The Gapless Assembly: Scientists Describe Workflow for Producing Complete Eukaryote Genome
Thursday, August 20, 2015
|Sunflowers with verticillium wilt caused by V. dahliae|
In a new mBio publication, scientists from Wageningen University and KeyGene in The Netherlands report results from several strategies used to assemble the genome of a filamentous fungus, and describe the specific pipeline they recommend for sequencing and assembling eukaryotic genomes.
“Single-Molecule Real-Time Sequencing Combined with Optical Mapping Yields Completely Finished Fungal Genome” comes from lead authors Luigi Faino and Michael Seidl, senior author Bart Thomma, and collaborators. Using Verticillium dahliae as a model, which is a plant pathogen responsible for the damaging verticillium wilt disease in many crop species, they compared short-read and long-read sequencing approaches and incorporated optical mapping data to develop the method that generated the highest-quality assembly for the 36 Mb genome. This particular fungus was an ideal fit for the project, the authors note, due to its extensive genomic rearrangements and enrichment for repetitive elements.
Starting with an exploration of hybrid strategies for assembly, they used a previously generated short-read assembly and employed optical mapping data, resulting in more than 4,500 contigs.
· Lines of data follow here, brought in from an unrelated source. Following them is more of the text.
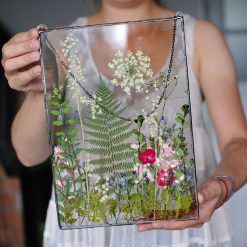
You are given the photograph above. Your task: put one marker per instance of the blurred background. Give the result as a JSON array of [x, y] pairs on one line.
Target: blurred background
[[24, 192]]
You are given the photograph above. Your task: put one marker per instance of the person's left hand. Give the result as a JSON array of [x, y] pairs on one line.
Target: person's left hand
[[210, 194]]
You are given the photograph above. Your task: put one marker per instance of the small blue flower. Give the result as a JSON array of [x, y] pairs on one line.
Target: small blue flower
[[111, 180], [188, 175], [123, 179]]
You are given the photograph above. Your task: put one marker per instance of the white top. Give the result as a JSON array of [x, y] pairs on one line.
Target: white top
[[213, 234]]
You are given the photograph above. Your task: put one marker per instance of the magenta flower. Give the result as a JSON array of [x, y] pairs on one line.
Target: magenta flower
[[138, 169], [165, 178], [148, 156], [162, 178], [58, 150], [168, 151]]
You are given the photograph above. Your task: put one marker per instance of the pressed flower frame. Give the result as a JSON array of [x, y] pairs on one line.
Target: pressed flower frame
[[120, 132]]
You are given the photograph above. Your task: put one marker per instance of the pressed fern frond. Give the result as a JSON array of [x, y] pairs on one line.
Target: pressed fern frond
[[108, 136]]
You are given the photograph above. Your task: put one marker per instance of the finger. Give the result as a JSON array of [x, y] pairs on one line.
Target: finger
[[208, 190], [24, 36], [167, 225], [12, 50], [16, 63], [198, 225], [20, 80]]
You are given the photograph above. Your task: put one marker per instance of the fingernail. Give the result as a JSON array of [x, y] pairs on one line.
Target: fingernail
[[37, 70], [140, 229], [158, 226], [35, 56]]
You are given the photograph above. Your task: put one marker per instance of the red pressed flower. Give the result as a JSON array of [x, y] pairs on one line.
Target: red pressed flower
[[172, 180], [148, 156], [161, 180]]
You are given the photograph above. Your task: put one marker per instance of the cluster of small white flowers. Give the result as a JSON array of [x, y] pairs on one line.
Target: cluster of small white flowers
[[74, 62], [103, 190], [131, 71]]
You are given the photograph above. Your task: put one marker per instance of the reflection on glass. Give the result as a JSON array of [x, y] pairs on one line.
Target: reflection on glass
[[118, 111]]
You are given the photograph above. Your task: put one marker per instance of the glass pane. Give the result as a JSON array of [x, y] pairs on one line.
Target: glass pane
[[238, 46], [118, 113], [235, 14]]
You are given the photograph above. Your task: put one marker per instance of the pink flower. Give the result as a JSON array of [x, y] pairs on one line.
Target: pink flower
[[150, 177], [138, 169], [148, 156], [58, 150], [165, 177], [164, 164], [62, 183], [60, 160], [65, 174], [161, 180], [168, 151]]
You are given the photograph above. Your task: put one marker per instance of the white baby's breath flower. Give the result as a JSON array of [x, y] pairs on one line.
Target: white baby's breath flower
[[131, 71]]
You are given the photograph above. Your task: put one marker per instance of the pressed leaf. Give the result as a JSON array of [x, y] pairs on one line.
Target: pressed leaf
[[57, 123], [55, 112], [67, 109]]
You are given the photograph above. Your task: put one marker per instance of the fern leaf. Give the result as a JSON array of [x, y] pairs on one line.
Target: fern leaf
[[108, 136]]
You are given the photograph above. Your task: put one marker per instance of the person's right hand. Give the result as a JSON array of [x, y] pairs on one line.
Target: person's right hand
[[21, 61]]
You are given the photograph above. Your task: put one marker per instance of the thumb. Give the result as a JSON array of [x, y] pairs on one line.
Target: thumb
[[209, 190]]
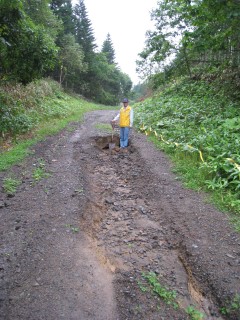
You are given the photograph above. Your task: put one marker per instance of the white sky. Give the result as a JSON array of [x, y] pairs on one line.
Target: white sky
[[127, 22]]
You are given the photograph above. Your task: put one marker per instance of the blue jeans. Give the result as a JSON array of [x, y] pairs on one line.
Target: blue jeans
[[124, 133]]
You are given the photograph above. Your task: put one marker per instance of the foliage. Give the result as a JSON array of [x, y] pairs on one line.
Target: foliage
[[27, 50], [190, 33], [193, 313], [39, 171], [10, 185], [108, 49], [52, 38], [194, 118], [49, 109], [233, 308]]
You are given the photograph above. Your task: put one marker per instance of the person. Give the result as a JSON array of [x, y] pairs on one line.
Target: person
[[125, 117]]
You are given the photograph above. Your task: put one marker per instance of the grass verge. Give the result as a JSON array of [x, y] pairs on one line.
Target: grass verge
[[188, 169], [19, 149]]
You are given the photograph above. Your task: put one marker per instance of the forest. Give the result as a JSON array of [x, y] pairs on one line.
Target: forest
[[40, 39], [192, 63], [187, 102]]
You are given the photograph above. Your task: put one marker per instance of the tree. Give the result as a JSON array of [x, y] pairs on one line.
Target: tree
[[64, 11], [27, 50], [83, 31], [108, 50], [71, 61]]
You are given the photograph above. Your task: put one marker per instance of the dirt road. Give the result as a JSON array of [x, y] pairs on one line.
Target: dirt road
[[80, 243]]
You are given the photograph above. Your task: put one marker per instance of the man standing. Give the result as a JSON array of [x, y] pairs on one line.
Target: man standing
[[125, 117]]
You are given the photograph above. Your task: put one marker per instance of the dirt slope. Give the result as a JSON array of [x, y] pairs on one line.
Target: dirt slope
[[75, 244]]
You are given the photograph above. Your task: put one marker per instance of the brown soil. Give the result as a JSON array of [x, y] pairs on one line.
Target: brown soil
[[74, 245]]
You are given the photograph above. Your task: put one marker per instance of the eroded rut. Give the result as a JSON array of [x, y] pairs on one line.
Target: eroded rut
[[88, 233]]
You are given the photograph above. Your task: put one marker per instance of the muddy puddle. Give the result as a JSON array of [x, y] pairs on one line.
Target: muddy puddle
[[130, 237]]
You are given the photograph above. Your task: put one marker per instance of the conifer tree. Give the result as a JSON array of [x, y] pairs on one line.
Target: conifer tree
[[108, 50], [83, 30], [64, 11]]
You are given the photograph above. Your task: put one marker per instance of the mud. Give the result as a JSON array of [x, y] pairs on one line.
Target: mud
[[76, 244]]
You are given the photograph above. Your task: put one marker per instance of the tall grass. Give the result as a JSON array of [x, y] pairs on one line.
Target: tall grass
[[44, 108], [199, 128]]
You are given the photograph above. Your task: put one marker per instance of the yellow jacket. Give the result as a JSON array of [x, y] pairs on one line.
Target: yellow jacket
[[125, 117]]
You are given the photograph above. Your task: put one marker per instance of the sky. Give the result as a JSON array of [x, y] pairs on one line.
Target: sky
[[127, 22]]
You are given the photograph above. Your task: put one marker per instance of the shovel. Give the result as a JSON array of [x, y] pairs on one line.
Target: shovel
[[112, 144]]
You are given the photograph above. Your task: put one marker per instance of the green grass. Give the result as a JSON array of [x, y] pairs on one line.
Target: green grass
[[20, 148], [10, 185], [152, 284], [194, 176], [194, 314]]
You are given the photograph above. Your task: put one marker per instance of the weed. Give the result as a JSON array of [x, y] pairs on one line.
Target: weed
[[10, 185], [194, 314], [142, 287], [233, 307], [40, 172]]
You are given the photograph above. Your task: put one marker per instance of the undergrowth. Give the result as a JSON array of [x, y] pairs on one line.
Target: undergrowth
[[30, 113], [198, 126]]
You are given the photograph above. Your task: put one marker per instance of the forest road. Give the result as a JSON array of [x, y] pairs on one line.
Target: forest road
[[80, 242]]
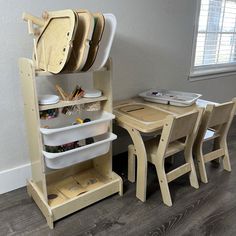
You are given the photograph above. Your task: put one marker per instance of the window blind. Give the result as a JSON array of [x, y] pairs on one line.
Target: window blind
[[216, 36]]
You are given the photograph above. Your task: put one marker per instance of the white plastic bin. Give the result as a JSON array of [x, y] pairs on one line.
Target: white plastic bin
[[61, 160], [57, 135]]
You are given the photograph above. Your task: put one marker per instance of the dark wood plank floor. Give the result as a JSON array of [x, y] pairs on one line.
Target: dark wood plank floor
[[210, 210]]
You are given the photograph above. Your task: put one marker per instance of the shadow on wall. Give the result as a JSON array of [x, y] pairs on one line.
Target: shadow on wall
[[139, 65]]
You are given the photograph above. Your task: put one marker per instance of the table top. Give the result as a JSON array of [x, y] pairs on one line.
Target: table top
[[149, 117]]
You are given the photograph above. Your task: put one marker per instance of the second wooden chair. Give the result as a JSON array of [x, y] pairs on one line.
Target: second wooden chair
[[178, 134], [215, 125]]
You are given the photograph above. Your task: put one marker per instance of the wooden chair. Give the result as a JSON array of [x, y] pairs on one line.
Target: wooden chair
[[215, 125], [178, 134]]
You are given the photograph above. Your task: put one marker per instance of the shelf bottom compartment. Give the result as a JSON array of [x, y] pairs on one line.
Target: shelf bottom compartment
[[74, 193]]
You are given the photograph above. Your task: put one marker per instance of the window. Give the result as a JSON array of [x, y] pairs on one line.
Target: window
[[215, 38]]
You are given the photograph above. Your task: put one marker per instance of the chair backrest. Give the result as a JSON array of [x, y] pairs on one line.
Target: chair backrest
[[175, 128], [219, 117], [183, 126]]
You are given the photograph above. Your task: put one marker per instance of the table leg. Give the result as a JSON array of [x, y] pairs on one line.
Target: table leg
[[140, 151]]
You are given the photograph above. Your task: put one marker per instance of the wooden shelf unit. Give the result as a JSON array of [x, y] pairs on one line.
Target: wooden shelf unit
[[43, 181], [72, 103]]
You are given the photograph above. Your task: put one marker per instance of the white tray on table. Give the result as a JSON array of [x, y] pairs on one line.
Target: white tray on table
[[175, 98]]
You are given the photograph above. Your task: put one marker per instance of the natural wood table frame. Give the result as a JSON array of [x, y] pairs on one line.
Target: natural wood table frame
[[135, 129]]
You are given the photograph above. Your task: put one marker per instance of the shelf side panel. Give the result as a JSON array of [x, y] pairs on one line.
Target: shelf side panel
[[32, 122], [102, 80]]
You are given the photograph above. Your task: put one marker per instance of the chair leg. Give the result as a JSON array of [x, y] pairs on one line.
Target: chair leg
[[201, 165], [165, 191], [131, 163], [226, 160], [216, 145], [192, 175]]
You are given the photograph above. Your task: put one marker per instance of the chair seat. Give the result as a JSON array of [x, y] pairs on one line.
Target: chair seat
[[210, 134], [152, 145]]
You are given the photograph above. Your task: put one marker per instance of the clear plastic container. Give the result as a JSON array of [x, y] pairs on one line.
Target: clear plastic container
[[64, 159], [61, 130]]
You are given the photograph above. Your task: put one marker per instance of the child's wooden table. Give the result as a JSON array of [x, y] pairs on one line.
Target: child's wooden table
[[138, 116]]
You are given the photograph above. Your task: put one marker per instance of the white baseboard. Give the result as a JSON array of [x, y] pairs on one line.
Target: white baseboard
[[14, 178]]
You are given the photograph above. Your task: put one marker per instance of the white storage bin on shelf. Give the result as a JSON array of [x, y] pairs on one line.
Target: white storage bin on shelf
[[64, 159], [65, 132]]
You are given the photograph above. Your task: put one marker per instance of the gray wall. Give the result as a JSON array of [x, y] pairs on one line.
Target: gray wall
[[152, 48]]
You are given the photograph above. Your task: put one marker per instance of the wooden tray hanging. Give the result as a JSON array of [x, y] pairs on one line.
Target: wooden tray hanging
[[82, 40], [95, 42], [54, 44], [106, 42]]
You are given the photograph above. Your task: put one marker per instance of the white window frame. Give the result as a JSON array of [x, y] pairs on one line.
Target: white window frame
[[212, 71]]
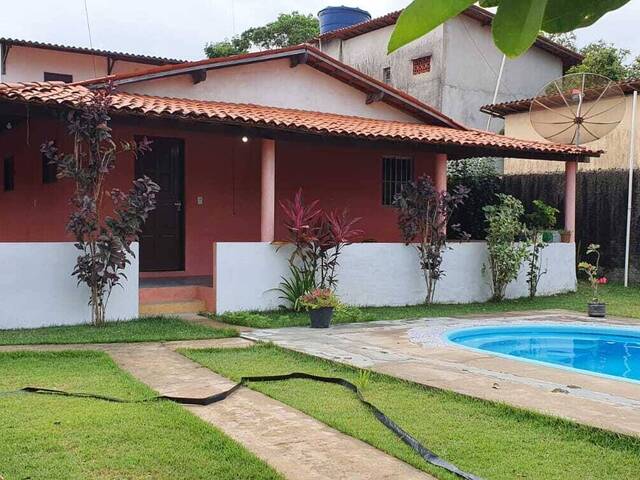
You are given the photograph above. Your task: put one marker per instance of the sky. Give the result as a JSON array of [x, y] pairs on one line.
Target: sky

This was followed by filling gaps in the assembly with SMRT® Sequencing data, which brought the total contig count down to about 500.
The researchers also tested single-step and two-step hybrid assemblies using both long and short reads, adding optical mapping data and using assemblers such as SPAdes. All of these approaches left a number of gaps in the assembly.
Next, they moved on to assemblies produced solely from PacBio® data, testing various levels of genome coverage and both the MHAP and HGAP assemblers. “All assemblies based on six or more SMRT Cells generated comparable assembly outputs, with a total assembly size of ~36.5 Mb composed of up to 49 contigs, an N50 that exceeded 2.9 Mb, and a largest contig exceeding 5.5 Mb in all cases,” the team reports. “All assemblies based on PacBio sequencing outperformed the hybrid assemblies as long as the sequencing depth exceeded 72x.” The authors noted that HGAP delivered a more accurate genome assembly due to the extra genome polishing step in the assembly protocol, whereas MHAP delivered a more contiguous genome assembly in instances of lower genome coverage.
Lastly, optical map data was used to improve upon the PacBio-only assembly. “We were able to show that a combination of PacBio-generated long reads and optical mapping yields a gapless telomere-to-telomere genome assembly,” the scientists write, “allowing in-depth genome analyses to facilitate functional studies into an organism’s biology.”
The team next sequenced another V. dahliae strain using the PacBio-and-optical-map strategy and yielded another gapless assembly complete with eight telomere-to-telomere chromosomes, which they used to correct the orientation of several scaffolds in a previously generated Sanger assembly of that strain.
Armed with these assemblies, the scientists delved into a study of transposable and repetitive elements in the fungus, finding that long-terminal-repeat retrotransposons were the most common transposable element in both genomes. “Strikingly, in total, the repetitive elements in the V. dahliae genomes amount to 12%, which is 3 times higher than all previous estimates for these genomes,” they report. Identifying and understanding these elements is especially important for this plant pathogen, the authors add, because transposable elements and repeat-driven expansion have been critical factors in its virulence.
The team concludes that these findings show the utility of SMRT Sequencing and optical mapping for producing cost-effective, complete genome assemblies for complex eukaryotic organisms.